Os projetos em torno do cotidiano dos alunos continuam na Oliveira Vianna. Recentemente, crianças da 4.ª série, orientadas pela professora Célia Ornaghi, criaram o Manual de Prevenção à Violência. O trabalho começou com uma pesquisa de imagens. O objetivo era contrapor situações que ameaçam a paz a outras que a favorecem. Em classe, foram discutidas sugestões para lidar com a agressividade e para evitar o envolvimento com atividades ilícitas. “Houve muito empenho porque todos se interessam pelo assunto”, nota Célia.
Outra mostra disso foi uma conversa informal na classe de 1.ª série de Marinês de Andrade. Tudo começou com uma briga entre dois meninos. Em pouco tempo, as crianças estavam falando sobre violência doméstica, drogas e presídios. “Elaboramos listas de palavras e, em seguida, pedi que fizessem desenhos”, conta Marinês. Para surpresa dela, os trabalhos mostravam, cinco meses depois, cenas dos atentados do PCC ocorridos em maio.

As drogas e o gigante amigo

Ângela Donboski, também ligada ao Geempa, comprovou a importância das vivências pessoais ao trabalhar com o garoto Patrick Ortiz, de Santa Maria, interior do Rio Grande do Sul. Ele havia sido tema do curta-metragem Que Letra É Esta?, do cineasta Pedro Rocha. O filme mostra que ele cursava, pelo terceiro ano seguido, a 1.ª série sem se alfabetizar. Patrick e outras crianças com dificuldades de aprendizagem tiveram 14 aulas com Ângela, na E.M.E.F. Vereador Martim Aranha, em Porto Alegre. Ela tinha ouvido alguns alunos mencionarem espontaneamente o uso de drogas na família e, embora relutante, decidiu ouvir as sugestões dos orientadores e abordar o assunto no contexto pedagógico.

A solução foi colocar em cena um personagem, o amigável gigan­te Dinomir, que viaja para São Paulo e encontra o irmão envolvido com drogas. Ângela leu uma carta “escrita” por Dinomir, pedindo conselhos às crianças – que se sentiram seguras para se expressar. A professora aprendeu coisas que nem sonhava sobre os estudantes e a realidade em que vivem. Foi nessa atividade que Patrick escreveu, pela primeira vez, um texto compreensível. “Tratar de drogas só foi possível porque aquela turma tinha algo a dizer. Para outras, o tema pode não ter significado algum. Aprendi que nenhum aluno ou turma é desse ou daquele jeito, mas está assim e pode mudar para melhor ou pior conforme a ação do professor”.
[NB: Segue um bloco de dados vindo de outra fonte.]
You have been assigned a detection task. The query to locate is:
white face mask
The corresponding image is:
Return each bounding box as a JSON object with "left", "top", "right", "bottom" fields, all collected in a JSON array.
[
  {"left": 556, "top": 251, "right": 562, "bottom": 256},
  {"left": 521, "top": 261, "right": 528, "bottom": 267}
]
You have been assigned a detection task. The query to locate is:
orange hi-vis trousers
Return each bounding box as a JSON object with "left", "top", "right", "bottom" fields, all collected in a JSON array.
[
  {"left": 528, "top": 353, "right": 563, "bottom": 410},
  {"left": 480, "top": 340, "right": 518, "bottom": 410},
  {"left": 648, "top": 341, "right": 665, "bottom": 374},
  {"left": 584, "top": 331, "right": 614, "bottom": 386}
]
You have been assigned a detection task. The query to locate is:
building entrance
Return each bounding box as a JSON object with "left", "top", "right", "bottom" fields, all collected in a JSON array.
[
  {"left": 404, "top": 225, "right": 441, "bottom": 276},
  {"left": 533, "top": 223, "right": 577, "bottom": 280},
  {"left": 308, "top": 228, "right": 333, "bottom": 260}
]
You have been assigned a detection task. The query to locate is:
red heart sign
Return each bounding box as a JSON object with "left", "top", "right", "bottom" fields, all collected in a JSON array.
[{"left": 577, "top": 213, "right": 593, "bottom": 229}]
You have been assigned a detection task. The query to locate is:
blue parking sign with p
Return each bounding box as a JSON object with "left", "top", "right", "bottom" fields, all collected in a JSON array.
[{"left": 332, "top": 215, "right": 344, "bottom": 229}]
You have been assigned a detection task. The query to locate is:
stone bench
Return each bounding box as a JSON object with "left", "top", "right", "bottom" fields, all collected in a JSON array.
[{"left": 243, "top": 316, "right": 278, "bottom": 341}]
Recentemente, Ângela levou à turma de 1.ª série da E.M. Luciana de Abreu, na periferia de Viamão (Grande Porto Alegre), a notícia de um crime ocorrido na vizinhança, do qual todos ouviram falar: dois assaltantes e um policial haviam morrido num tiroteio. Ela começou com recortes sobre o assunto, uma conversa e uma tarefa: desenhar e escrever sobre o que tinha acontecido. Em seguida, organizou um glossário de palavras e expressões recorrentes. Depois, os estudantes transpuseram a atividade para fichas didáticas e escreveram um texto coletivo.

“Coisas urgentes acontecem lá fora e a escola se mantém no artificialismo do suposto conhecimento neutro”, comenta Esther Grossi, fundadora e pesquisadora do Geempa. “As crianças têm grande senso de realidade, e isso precisa encontrar lugar de expressão na sala de aula. Do contrário, elas só vão aprender o que já sabem”.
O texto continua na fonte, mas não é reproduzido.